Eric Raymond, Armas, Linux e Microsoft

"Nós precisamos aceitar alguns fatos duros sobre usuários de computador, principalmente os mais novos. Eles querem serviços como iTunes, YouTube e Windows Media funcionando em seus navegadores, e eles irão dispensar como uma piada qualquer sistema operacional que não dê suporte a eles.", disse Eric Raymond em recente entrevista exclusiva para o pessoal bacana do InfomediaTV.

Não concordo em tudo com o Eric Raymond. Especialmente não concordo com sua posição com relação a armas. No que diz respeito a Open Source, porém, o Eric mata a pau! Eu sempre recomendo um ensaio do Eric escrito em 1997, "A Catedral e o Bazar", no qual ele explica a lógica existente na suposta anarquia do desenvolvimento do Linux. Este ensaio de Eric foi tão importante que influenciou a Netscape a abrir o código de seu navegador em 1998, dando início ao projeto Mozilla. No mesmo ano, Eric e mais uma turma de ativistas pelo software livre criaram a OSI, Open Source Initiative com o intuito de, entre outras coisas, acabar com a confusão da dualidade do significado da palavra "Free" em inglês, que ao mesmo tempo significa "livre" e "grátis" e forçava aos defensores do software livre a sempre explicar que, neste caso, estavam falando de "Free as in Freedom" (livre como liberdade) e não de "Free as in Free Beer" (livre como cerveja de graça). Estranhamente, mesmo tendo na língua portuguesa uma palavra para "grátis" e outra para "livre", importamos a confusão. Vai entender.

Mas o Eric é assim: pragmático. Ao acabar com a confusão semântica, o software de código aberto passou a ser mais aceito pelas corporações. Quem imaginaria lá em 1998 que a Microsoft teria hoje licenças que seguem as propostas da OSI? Mais adiante, diz Eric em sua entrevista ao InfomediaTV, sobre as iniciativas da Microsoft com código aberto: "Eu digo que nós devemos aproveitar todas as oportunidades, mas nunca, nunca confie nas promessas deles."

Concordo com a primeira parte desta declaração: devemos aproveitar todas as oportunidades. Sobre confiar em promessas ou não, acho que não é o caso. Uso com freqüência o exemplo das receitas ao falar sobre software livre. Podemos fazer um chá ou uma limonada em casa, ensinar a qualquer um como se faz isto e permitir que cada um aprimore seu chá ou limonada adicionando baunilha, cravo, canela, o que for. Podemos também beber uma Coca-Cola, que tem uma receita que jamais vamos conhecer. Quando bebemos a Coca-Cola estamos, conscientes disto ou não, confiando na empresa fornecedora.

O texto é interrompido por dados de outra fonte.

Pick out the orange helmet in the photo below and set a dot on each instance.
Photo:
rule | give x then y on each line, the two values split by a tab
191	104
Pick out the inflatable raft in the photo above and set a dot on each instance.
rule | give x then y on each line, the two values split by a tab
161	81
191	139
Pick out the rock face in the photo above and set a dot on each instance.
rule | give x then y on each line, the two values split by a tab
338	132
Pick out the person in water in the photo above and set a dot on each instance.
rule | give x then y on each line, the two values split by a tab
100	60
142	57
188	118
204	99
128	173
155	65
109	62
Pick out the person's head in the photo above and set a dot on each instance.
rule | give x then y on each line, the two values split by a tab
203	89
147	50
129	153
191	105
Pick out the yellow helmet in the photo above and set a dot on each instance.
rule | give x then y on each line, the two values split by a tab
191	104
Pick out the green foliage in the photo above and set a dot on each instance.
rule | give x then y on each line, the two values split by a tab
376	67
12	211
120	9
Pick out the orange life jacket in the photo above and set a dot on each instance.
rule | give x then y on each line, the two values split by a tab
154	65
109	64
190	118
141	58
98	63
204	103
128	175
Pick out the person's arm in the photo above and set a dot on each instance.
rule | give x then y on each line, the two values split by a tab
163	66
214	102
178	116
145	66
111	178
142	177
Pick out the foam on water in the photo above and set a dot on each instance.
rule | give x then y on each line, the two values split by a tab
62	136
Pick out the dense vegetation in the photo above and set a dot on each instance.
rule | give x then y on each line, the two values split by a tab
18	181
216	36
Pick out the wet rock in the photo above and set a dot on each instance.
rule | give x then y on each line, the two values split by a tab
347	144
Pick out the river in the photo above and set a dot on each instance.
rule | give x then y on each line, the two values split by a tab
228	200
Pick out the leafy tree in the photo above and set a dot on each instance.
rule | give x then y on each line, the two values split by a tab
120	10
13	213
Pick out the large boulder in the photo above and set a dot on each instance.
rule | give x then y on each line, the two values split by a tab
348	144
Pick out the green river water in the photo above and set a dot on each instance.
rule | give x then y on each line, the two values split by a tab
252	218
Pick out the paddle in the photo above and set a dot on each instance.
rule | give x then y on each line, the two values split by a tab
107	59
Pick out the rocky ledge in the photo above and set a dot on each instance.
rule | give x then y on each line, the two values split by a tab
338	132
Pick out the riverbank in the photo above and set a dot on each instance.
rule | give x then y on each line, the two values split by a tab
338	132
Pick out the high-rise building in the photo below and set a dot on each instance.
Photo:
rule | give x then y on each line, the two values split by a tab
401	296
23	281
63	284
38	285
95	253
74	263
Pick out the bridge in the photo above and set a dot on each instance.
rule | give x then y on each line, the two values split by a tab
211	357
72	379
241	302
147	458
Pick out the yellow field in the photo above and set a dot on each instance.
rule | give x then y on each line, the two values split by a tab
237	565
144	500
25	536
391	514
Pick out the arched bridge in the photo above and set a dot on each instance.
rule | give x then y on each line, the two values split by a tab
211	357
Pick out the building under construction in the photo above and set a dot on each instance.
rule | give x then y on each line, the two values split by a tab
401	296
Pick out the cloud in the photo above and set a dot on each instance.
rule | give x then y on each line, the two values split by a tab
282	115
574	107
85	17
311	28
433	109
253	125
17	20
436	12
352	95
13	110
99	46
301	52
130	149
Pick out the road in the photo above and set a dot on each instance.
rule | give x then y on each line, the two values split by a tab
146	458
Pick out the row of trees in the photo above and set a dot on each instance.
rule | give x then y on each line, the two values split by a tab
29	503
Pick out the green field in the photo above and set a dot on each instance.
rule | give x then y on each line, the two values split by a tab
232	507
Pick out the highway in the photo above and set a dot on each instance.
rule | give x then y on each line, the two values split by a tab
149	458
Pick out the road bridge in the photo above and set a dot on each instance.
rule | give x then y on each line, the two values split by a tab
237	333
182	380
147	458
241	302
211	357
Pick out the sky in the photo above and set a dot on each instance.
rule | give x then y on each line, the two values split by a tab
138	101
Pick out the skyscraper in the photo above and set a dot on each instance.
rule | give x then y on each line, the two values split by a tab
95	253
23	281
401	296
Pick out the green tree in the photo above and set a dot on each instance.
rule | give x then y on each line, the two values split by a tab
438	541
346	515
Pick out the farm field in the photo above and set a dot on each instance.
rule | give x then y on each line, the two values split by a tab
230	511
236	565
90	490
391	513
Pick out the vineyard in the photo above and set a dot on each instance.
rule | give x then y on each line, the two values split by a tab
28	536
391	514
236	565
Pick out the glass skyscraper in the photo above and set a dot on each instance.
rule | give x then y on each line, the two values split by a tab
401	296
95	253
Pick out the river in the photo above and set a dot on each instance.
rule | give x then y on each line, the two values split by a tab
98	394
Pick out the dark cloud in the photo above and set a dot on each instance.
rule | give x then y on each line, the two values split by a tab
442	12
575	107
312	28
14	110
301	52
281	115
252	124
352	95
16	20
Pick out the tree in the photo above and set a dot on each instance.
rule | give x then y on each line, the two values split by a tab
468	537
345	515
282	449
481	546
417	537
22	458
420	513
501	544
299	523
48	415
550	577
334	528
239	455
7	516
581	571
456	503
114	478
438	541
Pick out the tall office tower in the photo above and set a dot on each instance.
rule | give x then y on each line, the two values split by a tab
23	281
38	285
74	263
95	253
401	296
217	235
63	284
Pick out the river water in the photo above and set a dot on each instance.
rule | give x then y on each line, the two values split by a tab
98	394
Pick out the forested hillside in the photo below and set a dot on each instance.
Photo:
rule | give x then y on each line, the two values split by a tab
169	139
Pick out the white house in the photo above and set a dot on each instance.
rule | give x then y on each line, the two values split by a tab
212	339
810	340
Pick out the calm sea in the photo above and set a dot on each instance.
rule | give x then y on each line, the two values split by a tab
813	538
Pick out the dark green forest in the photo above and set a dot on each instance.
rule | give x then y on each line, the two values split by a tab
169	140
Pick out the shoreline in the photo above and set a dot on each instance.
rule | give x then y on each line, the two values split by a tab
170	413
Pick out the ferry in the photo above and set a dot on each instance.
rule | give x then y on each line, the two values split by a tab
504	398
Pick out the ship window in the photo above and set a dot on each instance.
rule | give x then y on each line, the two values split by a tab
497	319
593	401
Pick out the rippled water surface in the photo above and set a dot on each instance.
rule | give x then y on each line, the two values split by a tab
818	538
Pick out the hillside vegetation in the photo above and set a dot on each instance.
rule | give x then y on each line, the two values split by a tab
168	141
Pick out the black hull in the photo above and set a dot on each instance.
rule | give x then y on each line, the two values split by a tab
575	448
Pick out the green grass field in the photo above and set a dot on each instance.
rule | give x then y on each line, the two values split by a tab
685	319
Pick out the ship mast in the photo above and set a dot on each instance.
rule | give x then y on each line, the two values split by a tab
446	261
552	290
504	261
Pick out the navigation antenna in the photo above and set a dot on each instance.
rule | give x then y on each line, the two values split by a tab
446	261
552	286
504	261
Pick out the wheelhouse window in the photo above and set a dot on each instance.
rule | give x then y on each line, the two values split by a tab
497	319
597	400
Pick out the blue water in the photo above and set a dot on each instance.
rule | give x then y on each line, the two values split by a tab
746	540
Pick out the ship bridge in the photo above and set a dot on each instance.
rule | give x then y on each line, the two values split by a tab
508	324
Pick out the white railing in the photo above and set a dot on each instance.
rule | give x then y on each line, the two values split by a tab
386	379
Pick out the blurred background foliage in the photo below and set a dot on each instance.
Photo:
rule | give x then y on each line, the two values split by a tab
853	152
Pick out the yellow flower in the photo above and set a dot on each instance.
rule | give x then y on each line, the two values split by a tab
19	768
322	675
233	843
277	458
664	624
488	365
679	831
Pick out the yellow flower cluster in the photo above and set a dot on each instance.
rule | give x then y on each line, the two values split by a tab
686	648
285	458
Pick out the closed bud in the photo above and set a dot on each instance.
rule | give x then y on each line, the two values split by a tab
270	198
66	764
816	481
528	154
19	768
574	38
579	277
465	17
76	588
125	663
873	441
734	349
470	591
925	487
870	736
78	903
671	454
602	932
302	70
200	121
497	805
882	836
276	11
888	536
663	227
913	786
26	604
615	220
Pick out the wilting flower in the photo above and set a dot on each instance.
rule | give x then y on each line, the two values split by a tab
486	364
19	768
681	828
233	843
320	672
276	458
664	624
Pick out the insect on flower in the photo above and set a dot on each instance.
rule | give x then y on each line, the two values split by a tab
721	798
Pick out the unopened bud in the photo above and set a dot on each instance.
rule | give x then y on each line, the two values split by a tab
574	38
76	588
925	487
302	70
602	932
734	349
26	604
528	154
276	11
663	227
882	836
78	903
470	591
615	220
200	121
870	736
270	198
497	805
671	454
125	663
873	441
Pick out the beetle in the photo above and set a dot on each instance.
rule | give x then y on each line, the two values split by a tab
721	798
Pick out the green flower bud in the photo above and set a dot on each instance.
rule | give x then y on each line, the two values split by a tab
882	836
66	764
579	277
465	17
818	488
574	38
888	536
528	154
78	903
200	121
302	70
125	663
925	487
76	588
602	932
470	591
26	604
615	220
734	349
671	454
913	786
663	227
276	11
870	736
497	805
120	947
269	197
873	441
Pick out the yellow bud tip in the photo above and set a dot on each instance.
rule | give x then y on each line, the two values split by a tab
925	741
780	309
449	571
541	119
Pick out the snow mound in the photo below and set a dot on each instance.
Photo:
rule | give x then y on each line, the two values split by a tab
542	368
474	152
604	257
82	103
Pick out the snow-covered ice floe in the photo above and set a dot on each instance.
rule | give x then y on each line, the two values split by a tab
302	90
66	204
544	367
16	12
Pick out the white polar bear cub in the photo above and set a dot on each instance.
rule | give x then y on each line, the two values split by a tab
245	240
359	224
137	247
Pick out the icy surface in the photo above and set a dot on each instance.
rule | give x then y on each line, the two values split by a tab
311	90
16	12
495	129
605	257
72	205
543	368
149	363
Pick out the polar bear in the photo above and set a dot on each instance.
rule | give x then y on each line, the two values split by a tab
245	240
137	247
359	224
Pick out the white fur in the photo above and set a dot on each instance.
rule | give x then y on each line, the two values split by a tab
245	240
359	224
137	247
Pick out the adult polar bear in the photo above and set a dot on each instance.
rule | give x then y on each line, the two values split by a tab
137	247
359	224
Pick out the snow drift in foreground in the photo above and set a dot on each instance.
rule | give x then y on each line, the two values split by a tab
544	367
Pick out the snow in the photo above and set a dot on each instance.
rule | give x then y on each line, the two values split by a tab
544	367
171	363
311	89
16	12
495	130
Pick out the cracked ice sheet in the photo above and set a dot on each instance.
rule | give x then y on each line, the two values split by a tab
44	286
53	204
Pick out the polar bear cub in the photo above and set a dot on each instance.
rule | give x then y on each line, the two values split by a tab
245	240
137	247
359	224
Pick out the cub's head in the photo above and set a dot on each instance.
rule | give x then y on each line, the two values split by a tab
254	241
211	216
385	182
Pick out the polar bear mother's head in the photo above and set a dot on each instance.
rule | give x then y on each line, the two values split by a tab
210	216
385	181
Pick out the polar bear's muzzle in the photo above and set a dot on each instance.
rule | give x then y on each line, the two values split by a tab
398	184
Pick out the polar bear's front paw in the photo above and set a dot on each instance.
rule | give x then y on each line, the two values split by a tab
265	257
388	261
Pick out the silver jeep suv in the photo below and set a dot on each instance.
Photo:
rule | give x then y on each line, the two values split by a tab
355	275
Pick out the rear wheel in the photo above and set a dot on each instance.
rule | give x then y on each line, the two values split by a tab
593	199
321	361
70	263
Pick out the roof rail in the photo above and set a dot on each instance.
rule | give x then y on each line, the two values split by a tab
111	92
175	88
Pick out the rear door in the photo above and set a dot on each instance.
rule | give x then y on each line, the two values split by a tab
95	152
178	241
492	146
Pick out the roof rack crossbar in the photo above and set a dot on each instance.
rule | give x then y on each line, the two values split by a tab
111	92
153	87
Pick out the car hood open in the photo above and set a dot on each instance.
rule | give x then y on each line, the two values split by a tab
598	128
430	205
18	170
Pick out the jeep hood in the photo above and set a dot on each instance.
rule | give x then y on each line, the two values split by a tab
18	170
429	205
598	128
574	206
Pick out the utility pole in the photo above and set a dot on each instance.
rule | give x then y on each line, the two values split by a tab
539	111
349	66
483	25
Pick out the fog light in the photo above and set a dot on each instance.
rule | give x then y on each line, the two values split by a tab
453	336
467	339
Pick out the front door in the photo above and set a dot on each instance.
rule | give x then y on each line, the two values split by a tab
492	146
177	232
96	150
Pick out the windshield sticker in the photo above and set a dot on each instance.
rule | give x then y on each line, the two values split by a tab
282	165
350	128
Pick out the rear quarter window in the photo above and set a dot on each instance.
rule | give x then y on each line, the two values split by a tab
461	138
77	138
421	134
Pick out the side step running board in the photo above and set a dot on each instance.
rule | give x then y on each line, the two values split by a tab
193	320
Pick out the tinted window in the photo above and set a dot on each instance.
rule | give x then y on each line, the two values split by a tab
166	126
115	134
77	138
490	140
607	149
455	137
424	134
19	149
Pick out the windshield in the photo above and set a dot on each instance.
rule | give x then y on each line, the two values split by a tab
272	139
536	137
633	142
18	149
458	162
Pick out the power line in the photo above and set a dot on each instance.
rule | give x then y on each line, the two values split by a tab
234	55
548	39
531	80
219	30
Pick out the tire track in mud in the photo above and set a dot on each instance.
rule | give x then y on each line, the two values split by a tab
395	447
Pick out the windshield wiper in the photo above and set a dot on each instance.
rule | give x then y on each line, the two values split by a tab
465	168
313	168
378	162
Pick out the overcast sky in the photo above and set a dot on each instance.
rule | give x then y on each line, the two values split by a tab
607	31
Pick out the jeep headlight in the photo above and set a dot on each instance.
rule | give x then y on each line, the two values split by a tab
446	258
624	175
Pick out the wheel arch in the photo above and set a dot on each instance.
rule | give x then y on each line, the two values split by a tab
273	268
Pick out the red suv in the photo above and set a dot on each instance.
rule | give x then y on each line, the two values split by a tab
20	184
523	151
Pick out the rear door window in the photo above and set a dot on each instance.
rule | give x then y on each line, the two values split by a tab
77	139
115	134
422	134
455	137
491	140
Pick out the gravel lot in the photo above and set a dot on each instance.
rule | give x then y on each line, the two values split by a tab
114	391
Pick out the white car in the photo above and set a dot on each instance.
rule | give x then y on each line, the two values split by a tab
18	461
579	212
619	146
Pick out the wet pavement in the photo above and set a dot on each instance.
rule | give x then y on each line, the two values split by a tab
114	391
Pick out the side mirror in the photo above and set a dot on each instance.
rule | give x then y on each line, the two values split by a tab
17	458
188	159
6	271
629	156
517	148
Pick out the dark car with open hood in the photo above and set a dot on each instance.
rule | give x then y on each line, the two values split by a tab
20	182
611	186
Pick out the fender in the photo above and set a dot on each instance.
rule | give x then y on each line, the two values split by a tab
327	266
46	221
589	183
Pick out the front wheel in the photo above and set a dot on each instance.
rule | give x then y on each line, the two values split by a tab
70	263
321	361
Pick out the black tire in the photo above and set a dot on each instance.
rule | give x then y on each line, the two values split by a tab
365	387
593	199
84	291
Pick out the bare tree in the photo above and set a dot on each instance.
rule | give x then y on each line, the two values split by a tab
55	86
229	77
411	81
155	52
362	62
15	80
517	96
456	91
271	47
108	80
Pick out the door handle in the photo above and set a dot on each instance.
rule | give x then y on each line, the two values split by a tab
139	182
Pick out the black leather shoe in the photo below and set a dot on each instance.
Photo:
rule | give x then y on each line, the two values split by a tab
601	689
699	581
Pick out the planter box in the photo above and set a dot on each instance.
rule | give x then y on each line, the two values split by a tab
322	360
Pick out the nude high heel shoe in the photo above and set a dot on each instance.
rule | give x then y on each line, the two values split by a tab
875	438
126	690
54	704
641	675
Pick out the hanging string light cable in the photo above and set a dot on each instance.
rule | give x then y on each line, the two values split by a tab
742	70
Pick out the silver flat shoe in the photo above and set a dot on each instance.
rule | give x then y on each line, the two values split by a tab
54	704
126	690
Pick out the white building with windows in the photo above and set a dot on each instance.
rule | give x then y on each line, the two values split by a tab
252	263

Tenho com a minha empresa de consultoria um projeto com a Microsoft. Sou o responsável pela linha Open Source de um projeto que visa o desenvolvimento de código aberto e a criação de cases de interoperabilidade entre a plataforma Microsoft e ambientes baseados em Linux, desde o uso de documentos em padrões abertos até o uso de cluster de alta capacidade de processamento construídos com ambientes mistos. Um primeiro anúncio deste projeto, que envolve também a Unicamp, saiu recentemente na imprensa. Ainda que esteja no começo, parte deste projeto está visível no Codeplex, o repositório de projetos em código aberto mantido pela Microsoft. Não vamos aproveitar o que a maior empresa de software disponibiliza em código aberto? Esta, além de ser uma oportunidade única, representa um momento histórico que mostra o quanto a comunidade de desenvolvimento de software livre mudou o mercado a ponto de gerar iniciativas como estas na Microsoft. A confiança, como sempre no mundo corporativo, é estabelecida através de contratos de serviços que, em muitos casos, são mais detalhados e estabelecem mais compromissos entre as partes do que as licenças de software.

Voltamos ao começo deste artigo: usuários querem que seus navegadores sejam capazes de abrir tudo. Estendendo um pouco mais, empresas querem que seus sistemas atendam às suas necessidades e preservem o investimento já feito em seu legado. Num artigo anterior aqui no Dicas-L falei sobre a ampliação de negócios com software livre no mundo proprietário. Se podemos ampliar o alcance do software livre, da tecnologia livre, da liberdade do conhecimento, creio que temos o dever de fazê-lo. Será que não conseguimos fazer melhor isto através do diálogo, da abertura e da interoperabilidade do que com posturas radicais? Há a verdadeira liberdade sem a disposição ao diálogo?